James4ihl at aol.com
James4ihl at aol.com
Thu Feb 12 14:59:58 EST 2004
Thanks for those suggestions, helpful as ever.
The engine is basically the same as your 93> 2.8 V6 AAH engines. It just
appeared on the A80 in Europe, which ran from 92-95, with the A90 discontinued, I
believe. Whereas in the US, I believe the A80 was discontinued and the
A90/A100 ran from 93>. There are slight differences in that the Euro models didn't
require the EGR system, due to different emissions regs, etc. But overall it's
the same beast. A slight variation on my model is that you still have a MAF
with a manual CO adjustment available (you set it by reading the output from the
lambda probes) wheras on the later models this was set automatically by the
ECU in resonse to the lambda signals).
I cleaned the MAF sensor very carefully with some isopropyl alcohol (I had
some left over from the days when I had cassette deck heads to clean!) and a
very fine, soft inter-dental brush (even a q-tip was too large and heavy handed
for those very delicate wires. Although it hasn't cleared the intermittent
hesitation problem, the car otherwise responds better under load, and feels more
like it's raring to go rather than being coaxed. It didn't appear that dirty at
first sight, but there must have been a slight film of grime because it shone
a lot brighter after cleaning. Definitely worth the 10 minutes of effort.
Yeah, the fuel pump was replaced a year ago, with no change in this
particular problem. However, I never thought of the relay. I kind of assumed that the
relay was closed continuously as soon as the ignition is switched on, but it
kind of makes sense that if the contacts are dirty you could get a voltage drop.
I guess the easiest way would be to replace it and see if there's a
I'm familiar with the second valve you mention (the Intake Manifold
Changeover Valve - which swaps between the 'long' and 'short' air intake routes above
4000 rpm to even out the torque curve) and have checked the function of that
valve visually (you can clearly see it operate when you rev the car past 4000).

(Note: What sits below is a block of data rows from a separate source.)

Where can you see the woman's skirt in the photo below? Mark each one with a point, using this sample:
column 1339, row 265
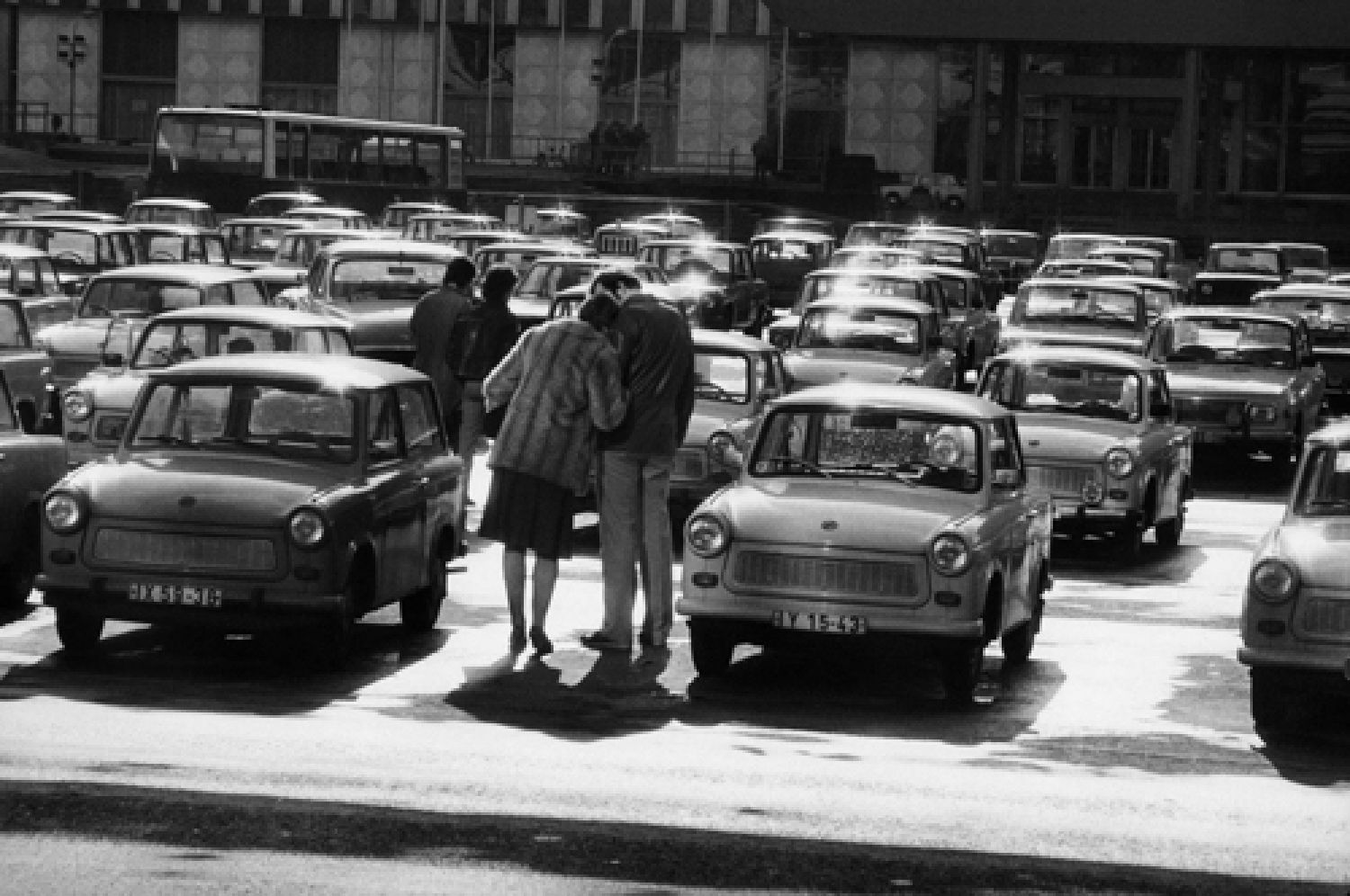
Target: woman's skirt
column 526, row 513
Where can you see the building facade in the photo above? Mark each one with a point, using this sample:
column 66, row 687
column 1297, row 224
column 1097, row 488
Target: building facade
column 1152, row 107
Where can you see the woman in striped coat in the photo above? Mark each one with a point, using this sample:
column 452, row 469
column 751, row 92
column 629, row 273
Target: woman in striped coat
column 562, row 382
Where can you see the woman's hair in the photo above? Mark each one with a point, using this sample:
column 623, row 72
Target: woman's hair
column 598, row 310
column 499, row 282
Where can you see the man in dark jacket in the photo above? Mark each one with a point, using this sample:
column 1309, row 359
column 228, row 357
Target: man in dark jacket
column 636, row 459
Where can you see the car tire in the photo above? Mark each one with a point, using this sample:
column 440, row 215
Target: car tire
column 961, row 664
column 712, row 648
column 420, row 610
column 78, row 632
column 1271, row 704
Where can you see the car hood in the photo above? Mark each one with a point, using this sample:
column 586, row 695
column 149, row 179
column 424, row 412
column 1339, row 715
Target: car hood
column 859, row 515
column 821, row 366
column 1319, row 548
column 1246, row 381
column 1068, row 436
column 1071, row 335
column 221, row 488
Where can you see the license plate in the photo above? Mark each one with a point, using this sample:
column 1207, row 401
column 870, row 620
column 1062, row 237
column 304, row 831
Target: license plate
column 824, row 623
column 184, row 596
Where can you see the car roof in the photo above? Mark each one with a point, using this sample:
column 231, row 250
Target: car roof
column 254, row 315
column 177, row 273
column 1079, row 355
column 896, row 397
column 332, row 372
column 717, row 339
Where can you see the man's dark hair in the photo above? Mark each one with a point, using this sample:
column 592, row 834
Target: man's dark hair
column 461, row 273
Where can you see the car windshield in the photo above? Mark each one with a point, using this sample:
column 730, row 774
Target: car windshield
column 1325, row 488
column 723, row 377
column 1231, row 340
column 860, row 443
column 380, row 278
column 140, row 299
column 1012, row 246
column 1074, row 389
column 1079, row 305
column 169, row 343
column 278, row 420
column 860, row 329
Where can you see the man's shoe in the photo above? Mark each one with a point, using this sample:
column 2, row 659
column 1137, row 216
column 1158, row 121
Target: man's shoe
column 601, row 641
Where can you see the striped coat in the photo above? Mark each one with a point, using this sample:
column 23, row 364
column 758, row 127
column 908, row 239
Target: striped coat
column 563, row 382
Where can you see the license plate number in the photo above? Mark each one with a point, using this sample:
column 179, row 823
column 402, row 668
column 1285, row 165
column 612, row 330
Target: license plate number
column 184, row 596
column 824, row 623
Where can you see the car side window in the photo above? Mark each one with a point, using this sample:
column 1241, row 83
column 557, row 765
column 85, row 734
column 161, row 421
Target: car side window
column 383, row 432
column 420, row 421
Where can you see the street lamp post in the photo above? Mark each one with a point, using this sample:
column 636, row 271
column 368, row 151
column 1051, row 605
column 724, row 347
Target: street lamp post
column 70, row 49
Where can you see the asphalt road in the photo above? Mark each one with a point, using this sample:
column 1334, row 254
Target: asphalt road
column 1120, row 758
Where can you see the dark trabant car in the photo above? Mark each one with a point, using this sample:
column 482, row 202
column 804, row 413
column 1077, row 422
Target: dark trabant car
column 1241, row 378
column 29, row 464
column 1098, row 434
column 254, row 493
column 1296, row 607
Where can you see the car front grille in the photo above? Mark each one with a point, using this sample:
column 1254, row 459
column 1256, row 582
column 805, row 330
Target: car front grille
column 1326, row 617
column 1061, row 482
column 184, row 552
column 826, row 578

However, I was not aware of the smaller valve which opens the bigger one.
Whereabouts is that, exactly? Or are we talking about the same valve?
I had considered a sticky throttle valve, but I think the valve is directly
connected to the throttle cable (is that correct?) so if that were true, I
should feel the throttle peddle jam, which it doesn't...
Yeah, the first thing I checked was the air supply. All clean and a new
I'll definitely check out the other stuff though, thanks for the ideas!
In a message dated 12/2/04 6:24:03 pm, tomchr at ee.washington.edu writes:
> Was this the one where you had trouble pulling out into traffic because you
> didn't know if the car would bother to make power available?
> I don't know your particular model. I'm fairly familiar with the I-5's and
> the 93-95 V6. But I haven't heard of a 92 V6... Oh, well... I assume it
> works like the 93-95 M.Y. V6.
> I would suspect the fuel pump. If that has already been replaced, try the
> fuel pump relay. I'm kinda guessing in the dark here... But if the contacts
> in the relay have too high resistance, it would make sense that the voltage
> across the fuel pump drops when it tries to draw more current (under
> heavier loads).
> There's a charge-over valve by the throttle body which opens up the second
> (larger) butterfly valve. You might wanna verify that it works. There's a
> vacuum operated valve on the port side of the throttle body which should
> operate when engine rpm is increased above 4000 (even without load)
> according to Bentley.
> Also make sure that the engine can breathe. No dead birds in the airfilter,
> please... But I assume you've already checked it...
> BTW: What did you use for cleaning the MAF?